Using the PAML package (Yang 1997
), we performed likelihood ratio tests to look for evidence of positive selection or relaxation of constraint on either ds2 or ds1. Although the tests suggest that the ratio of substitution rates at amino acid replacement and silent sites (Ka/Ks) in the ds2 gene is significantly bigger than in ds1 (middle portion of table 4 and fig. 3), the difference is not large, and the ds2 gene is clearly quite constrained (Ka/Ks = 0.08 (0.06, 0.10)). We were unable to find any evidence for historic positive selection (bottom portion of table 4). We also note that the essential elements that define fatty acid desaturases are present and conserved in both ds2 and ds1 (Supplementary Figure 1, Supplementary Material online). The only exception can be found in the ds1 gene of D. mojavensis which lacks the third and fourth transmembrane domains because of an in-frame deletion. Although this deletion probably affects function in some way, the predicted topology of this protein (Knipple et al., 2002
) should still allow for a functional active site.

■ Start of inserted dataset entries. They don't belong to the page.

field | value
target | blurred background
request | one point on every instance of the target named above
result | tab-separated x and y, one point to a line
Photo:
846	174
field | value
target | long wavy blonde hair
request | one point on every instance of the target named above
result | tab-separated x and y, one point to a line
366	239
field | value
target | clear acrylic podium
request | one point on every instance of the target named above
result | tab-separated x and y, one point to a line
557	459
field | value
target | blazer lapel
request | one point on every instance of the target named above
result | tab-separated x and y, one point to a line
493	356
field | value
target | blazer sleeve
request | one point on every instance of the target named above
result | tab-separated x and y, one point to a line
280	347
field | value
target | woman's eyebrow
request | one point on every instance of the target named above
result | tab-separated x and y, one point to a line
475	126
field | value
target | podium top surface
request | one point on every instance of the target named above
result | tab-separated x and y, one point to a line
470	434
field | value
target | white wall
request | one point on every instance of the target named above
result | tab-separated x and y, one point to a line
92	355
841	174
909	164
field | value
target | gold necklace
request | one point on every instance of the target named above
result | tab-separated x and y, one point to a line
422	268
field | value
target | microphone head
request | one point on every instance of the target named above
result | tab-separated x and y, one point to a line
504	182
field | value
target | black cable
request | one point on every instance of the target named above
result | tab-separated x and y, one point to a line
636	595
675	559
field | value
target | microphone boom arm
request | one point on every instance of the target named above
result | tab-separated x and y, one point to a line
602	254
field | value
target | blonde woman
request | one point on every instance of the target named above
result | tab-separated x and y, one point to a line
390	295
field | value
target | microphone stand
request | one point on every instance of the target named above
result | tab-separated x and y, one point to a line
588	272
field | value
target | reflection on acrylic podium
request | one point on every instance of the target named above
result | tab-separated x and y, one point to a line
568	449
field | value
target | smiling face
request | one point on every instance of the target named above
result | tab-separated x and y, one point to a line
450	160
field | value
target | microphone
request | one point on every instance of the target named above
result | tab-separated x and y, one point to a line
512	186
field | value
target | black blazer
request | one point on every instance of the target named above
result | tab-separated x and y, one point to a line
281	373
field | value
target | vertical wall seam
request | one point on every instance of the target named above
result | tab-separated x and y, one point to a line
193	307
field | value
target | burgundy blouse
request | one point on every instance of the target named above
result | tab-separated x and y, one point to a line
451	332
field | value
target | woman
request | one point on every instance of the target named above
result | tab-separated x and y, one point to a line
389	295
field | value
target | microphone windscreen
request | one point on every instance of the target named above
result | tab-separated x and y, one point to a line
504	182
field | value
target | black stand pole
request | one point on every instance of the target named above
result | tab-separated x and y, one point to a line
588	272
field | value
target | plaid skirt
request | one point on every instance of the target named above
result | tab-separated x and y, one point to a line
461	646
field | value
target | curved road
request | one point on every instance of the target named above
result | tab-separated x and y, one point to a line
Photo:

To further investigate the degree of constraint on the ds2 gene, we assayed its expression in male and female adults in species of D. melanogaster subgroup (D. melanogaster, D. simulans, Drosophila mauritiana, and Drosophila sechellia; fig. 4). We find that this gene is expressed in males and females in all of these species, with the exception of M D. melanogaster. We also find that ds2 is expressed in African male D. melanogaster, despite a previous report (Dallerac et al. 2000
) that its expression is restricted to females. We do not know the reason for this discrepancy, but we note that A. Llopart (personal communication) independently found that ds2 is indeed expressed in male D. melanogaster lines that carry the insertion allele.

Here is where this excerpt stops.